Back in December, I took a few days of vacation and travelled to see Mom up in Northwest Arkansas. In the days leading up to the trip, I hemmed and hawed over which camera(s) to take along, which lenses, films, what sort(s) of project(s) I might want to start/continue/pursue while there, etc., etc., etc.
In the end, I decided to pit the D7000 against the FG in as fair a match-up as I could muster. Given the differences, this wasn’t going to be easy, but I came up with a few limitations:
- As far as possible, keep focal lengths equivalent.
- Manual focus lenses only.
- Set D7000 ISO to match the ISO of whatever film was in the FG (I took Porta 160 and 400 along).
For example, on the D7000, the 24mm f/2.8 ai becomes, pretty much, a 36mm lens, and on the FG, the 36-72 f/3.5 E Series is, at 36, pretty much exactly 36mm; the 50mm f/1.8 E is 75mm on the D7000, and the 75-150 E is, on the FG, 75mm.

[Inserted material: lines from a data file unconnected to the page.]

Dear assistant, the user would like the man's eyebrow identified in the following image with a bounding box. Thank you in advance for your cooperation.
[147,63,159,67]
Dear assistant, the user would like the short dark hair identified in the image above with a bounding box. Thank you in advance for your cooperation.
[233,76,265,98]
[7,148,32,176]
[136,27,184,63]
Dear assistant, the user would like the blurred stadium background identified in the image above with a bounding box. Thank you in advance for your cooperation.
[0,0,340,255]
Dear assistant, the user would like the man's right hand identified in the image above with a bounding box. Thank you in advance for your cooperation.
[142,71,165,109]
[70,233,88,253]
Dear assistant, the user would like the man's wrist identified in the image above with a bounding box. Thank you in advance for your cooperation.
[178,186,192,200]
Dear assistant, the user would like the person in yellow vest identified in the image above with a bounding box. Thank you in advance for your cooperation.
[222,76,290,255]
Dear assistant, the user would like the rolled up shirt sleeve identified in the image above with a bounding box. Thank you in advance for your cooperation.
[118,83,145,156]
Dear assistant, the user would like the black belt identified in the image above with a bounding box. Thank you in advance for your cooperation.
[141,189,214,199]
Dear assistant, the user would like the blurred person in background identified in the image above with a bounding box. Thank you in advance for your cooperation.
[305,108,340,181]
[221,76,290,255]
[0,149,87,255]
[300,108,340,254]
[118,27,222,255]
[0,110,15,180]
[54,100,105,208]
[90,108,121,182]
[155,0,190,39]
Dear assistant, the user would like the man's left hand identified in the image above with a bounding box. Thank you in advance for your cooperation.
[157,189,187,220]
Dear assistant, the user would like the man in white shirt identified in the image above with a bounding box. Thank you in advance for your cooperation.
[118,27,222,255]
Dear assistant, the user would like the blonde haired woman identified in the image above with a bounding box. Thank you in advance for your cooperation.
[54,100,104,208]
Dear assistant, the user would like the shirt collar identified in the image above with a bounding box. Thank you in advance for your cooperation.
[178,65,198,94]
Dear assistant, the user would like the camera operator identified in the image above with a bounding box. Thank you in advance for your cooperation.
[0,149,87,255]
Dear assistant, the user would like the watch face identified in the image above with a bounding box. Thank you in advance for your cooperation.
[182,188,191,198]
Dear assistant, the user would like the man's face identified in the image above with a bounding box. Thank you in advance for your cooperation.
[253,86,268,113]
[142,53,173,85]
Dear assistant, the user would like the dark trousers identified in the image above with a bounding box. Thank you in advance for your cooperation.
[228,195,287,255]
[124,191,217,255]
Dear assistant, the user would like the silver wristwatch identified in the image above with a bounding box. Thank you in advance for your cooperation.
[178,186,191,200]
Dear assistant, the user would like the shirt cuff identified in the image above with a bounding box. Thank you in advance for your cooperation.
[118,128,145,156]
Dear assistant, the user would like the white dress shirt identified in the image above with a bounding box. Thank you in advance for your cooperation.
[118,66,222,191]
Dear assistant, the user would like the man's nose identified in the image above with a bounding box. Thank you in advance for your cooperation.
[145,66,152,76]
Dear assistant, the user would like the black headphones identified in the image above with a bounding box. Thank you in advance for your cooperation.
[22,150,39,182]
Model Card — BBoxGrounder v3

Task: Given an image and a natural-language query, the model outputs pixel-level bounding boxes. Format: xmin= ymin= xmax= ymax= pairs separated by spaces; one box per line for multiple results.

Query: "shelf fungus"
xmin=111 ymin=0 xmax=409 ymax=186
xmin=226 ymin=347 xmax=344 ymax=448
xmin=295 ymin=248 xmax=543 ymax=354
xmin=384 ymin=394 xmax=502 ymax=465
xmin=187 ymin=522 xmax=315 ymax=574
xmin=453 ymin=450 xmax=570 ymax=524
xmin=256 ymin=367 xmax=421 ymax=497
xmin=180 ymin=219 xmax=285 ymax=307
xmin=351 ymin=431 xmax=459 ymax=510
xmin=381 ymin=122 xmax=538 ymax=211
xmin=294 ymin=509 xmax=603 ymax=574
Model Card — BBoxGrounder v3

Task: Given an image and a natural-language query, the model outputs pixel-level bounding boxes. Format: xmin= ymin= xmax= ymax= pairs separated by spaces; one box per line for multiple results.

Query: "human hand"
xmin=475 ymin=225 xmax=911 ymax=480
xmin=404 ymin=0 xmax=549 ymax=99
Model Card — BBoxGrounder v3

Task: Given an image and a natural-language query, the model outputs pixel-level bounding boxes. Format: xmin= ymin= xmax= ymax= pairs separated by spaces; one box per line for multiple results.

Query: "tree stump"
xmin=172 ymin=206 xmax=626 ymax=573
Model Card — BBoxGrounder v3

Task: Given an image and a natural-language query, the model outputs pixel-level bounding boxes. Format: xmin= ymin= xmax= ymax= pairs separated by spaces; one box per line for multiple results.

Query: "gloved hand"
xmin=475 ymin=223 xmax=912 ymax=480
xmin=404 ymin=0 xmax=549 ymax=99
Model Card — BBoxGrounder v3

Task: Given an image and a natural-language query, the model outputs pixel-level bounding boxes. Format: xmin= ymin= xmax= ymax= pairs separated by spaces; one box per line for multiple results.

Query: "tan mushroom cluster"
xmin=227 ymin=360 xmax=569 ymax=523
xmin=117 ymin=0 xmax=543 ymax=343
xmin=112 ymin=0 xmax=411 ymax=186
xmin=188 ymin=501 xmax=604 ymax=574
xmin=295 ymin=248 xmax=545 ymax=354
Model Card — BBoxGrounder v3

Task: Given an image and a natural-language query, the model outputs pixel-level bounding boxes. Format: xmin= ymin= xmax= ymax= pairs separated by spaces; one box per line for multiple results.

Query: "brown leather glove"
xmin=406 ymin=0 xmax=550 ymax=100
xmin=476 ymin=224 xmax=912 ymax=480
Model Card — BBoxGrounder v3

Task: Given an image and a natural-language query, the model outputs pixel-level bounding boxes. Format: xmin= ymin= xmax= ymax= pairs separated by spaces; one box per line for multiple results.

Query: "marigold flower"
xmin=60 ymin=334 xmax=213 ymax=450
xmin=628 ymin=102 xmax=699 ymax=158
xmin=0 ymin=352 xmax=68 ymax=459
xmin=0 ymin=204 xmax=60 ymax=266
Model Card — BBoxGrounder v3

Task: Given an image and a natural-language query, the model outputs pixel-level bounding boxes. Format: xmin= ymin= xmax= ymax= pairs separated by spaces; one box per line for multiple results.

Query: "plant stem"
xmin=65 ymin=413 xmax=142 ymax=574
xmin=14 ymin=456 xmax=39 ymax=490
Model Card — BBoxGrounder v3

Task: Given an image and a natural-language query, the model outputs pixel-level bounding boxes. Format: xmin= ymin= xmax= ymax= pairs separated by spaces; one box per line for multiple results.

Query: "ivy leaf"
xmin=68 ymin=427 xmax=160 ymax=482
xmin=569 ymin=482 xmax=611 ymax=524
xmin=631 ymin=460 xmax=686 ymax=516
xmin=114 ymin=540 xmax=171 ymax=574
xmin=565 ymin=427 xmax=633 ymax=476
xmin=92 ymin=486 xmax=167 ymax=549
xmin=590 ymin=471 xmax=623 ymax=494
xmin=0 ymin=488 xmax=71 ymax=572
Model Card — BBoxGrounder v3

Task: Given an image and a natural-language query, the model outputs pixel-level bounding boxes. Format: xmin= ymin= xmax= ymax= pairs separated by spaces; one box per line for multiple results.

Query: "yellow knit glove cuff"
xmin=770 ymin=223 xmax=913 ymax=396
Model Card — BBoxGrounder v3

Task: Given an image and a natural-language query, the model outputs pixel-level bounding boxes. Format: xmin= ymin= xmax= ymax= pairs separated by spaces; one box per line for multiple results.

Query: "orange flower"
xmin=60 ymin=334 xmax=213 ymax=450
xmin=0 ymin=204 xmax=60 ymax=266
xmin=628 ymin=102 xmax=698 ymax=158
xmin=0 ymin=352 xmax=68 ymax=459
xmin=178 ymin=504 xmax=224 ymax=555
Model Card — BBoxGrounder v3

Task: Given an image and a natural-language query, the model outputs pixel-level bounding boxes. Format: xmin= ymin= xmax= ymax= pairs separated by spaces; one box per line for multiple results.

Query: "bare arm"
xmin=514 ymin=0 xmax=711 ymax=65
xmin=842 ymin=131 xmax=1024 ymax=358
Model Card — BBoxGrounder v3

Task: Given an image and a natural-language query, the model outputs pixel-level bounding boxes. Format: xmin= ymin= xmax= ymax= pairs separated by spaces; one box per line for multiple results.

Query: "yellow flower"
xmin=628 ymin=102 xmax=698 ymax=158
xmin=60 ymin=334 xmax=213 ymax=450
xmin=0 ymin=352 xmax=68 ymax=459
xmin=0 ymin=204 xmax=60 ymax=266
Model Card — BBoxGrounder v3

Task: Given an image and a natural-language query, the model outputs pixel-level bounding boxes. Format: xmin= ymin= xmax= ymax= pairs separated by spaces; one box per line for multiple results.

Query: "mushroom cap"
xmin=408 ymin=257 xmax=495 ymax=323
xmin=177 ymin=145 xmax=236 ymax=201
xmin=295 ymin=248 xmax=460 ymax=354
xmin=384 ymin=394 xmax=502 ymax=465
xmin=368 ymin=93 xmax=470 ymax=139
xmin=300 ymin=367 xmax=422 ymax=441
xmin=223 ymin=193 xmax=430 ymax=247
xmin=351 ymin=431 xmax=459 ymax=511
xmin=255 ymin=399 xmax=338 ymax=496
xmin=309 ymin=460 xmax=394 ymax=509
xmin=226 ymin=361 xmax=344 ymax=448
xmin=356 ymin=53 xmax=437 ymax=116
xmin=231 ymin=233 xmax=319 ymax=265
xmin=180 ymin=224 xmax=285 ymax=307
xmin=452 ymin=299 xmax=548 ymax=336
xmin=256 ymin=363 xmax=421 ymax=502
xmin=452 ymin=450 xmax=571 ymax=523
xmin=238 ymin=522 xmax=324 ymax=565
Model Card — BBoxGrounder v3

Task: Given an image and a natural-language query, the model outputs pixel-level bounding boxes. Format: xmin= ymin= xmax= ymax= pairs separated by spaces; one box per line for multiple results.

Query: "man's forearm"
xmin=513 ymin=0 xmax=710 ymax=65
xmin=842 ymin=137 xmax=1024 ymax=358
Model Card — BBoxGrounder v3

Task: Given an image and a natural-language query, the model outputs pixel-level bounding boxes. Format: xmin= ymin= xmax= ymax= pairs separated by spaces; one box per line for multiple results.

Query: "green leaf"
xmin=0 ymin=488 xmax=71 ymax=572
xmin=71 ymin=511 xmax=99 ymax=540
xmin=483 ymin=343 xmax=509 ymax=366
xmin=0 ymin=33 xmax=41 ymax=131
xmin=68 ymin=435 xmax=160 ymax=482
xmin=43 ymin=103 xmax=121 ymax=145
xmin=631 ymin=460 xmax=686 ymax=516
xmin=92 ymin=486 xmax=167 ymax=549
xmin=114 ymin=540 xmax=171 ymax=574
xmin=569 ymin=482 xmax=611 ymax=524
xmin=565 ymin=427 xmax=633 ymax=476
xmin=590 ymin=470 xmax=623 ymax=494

With focal lengths an ISO closely matched, I could set the apertures the same (ignoring the differences in aperture caused by the cropped sensor) and *hopefully* compare the output of the digital sensor (plus any processing) with the imprint on the film (plus developing, scanning, and processing).
I had some expectations and some hopes, especially once I got there and started processing the last roll of film. (I planned to do some hiking and wandering around the town, but it rained hard most of the time I was there, and so I spent much of the time processing a backlog of film.) Interestingly, once I returned and started processing, I found some unexpected things.
I’ll get into more of that as the week progresses, but here’s a bit of a taste…
The rain broke for a bit on the 26th and I wandered down the block to shoot the clouds in the valley, with the 24mm ai on the D7000 and the 36-72mm E on the FG. I had a half-shot roll of Porta 160 in the FG, so I set the D7000 for ISO160, zoomed the 36-72 to 36mm, and started shooting…
Let’s start with the D7000.
I processed this first picture in RPP and used its K160NC preset to try to approximate what the film might put out, with professional processing that followed Kodak’s curves. Insofar as I process film myself and tweak curves until the picture looks good to my eye, my pictures are unlikely to match Kodak’s curve… but no matter.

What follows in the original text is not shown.